Your first analysis — 10 minutes¶
We’ll load one of the 41 built-in datasets, estimate an average treatment effect via inverse-probability weighting, and get bootstrap confidence intervals. This runs offline, with no LLM, no cloud.
Prereqs¶
ESML installed (
esml --versionworks)2 minutes
1. Launch the REPL¶
esml repl
Or directly in Python:
import esml
from esml.data import load_dataset
from esml.fn import ate
2. Load data¶
df = load_dataset("ccs_2022_2023") # Canadian Cannabis Survey
df.shape
# (18000, ...)
3. Estimate an ATE¶
result = ate(
df,
treatment="cannabis_past_year_use",
outcome="mental_health_good",
covariates=["age_group", "province", "sex", "education"],
method="ipw",
bootstrap=True,
n_boot=500,
seed=42,
)
print(result.summary())
Output:
Average Treatment Effect (IPW)
──────────────────────────────────────────
estimate: -0.0432
SE: 0.0187
95% CI: (-0.0799, -0.0065)
n: 17842
n effective: 12451
method: Inverse probability weighting, bootstrap CI (B=500)

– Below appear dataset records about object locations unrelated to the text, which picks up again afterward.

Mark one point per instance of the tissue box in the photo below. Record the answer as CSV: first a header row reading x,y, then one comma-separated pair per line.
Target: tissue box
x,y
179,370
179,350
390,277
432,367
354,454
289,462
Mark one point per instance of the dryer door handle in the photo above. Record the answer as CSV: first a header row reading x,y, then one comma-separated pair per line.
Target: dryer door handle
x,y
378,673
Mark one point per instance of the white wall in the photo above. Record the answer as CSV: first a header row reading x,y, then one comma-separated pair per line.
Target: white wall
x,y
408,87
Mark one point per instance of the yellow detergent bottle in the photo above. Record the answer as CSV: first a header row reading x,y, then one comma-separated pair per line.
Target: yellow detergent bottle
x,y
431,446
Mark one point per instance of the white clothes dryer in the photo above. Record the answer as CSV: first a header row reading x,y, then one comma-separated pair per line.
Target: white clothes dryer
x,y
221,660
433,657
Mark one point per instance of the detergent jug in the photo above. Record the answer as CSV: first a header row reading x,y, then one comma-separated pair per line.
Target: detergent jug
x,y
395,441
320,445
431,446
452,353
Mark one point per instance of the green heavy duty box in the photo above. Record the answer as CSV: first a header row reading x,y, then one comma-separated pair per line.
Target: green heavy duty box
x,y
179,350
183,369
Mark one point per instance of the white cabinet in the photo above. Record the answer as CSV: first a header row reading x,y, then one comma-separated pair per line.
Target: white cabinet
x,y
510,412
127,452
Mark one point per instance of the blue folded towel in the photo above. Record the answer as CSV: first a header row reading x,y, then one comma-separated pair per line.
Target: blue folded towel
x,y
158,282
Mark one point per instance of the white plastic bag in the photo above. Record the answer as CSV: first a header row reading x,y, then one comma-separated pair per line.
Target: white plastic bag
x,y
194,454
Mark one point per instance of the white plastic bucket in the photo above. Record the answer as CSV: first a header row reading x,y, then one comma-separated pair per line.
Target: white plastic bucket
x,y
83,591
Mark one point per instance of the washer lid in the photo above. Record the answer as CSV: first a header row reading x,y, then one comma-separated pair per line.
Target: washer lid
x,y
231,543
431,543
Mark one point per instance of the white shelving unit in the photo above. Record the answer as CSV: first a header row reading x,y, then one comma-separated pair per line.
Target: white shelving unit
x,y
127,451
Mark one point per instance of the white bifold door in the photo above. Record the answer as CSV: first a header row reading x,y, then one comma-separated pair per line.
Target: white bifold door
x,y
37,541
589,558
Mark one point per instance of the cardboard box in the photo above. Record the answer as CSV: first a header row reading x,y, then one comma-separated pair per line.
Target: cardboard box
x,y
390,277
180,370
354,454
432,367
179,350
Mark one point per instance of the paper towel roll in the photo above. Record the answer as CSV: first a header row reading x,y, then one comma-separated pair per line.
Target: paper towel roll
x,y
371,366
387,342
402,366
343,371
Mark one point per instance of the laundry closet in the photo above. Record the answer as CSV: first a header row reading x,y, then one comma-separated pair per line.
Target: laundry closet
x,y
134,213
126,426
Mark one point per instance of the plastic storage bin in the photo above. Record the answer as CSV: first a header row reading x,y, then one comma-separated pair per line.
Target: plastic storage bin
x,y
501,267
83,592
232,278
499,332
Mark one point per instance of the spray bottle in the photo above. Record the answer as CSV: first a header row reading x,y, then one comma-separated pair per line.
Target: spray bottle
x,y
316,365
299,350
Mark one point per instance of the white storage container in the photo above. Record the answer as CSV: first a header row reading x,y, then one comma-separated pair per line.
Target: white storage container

4. Sanity-check with a different estimator¶
from esml.fn import aipw
result_dr = aipw(
df,
treatment="cannabis_past_year_use",
outcome="mental_health_good",
covariates=["age_group", "province", "sex", "education"],
)
print(result_dr.summary())
AIPW is doubly-robust — consistent if either the propensity model or the outcome model is correctly specified. If the two estimates disagree meaningfully, that’s a signal something’s off in one of the models.
5. Visualize¶
result.plot_forest() # forest plot of treatment effect
result.plot_weight_diag() # weight diagnostics for IPW
Or, from the terminal:
esml run-module propensity-scores \
--dataset ccs_2022_2023 \
--treatment cannabis_past_year_use \
--outcome mental_health_good
Next steps¶
Dataset-agnostic: every ESML function takes column names as keyword arguments. Swap in your own CSV via
load_dataset("path/to/mine.csv").Causal inference deep dive: see the esml API docs.
Ask Perseus:
esml ? "what's the difference between IPW and AIPW?"(requires Ollama installed, or falls back to free-tier FreeAPI).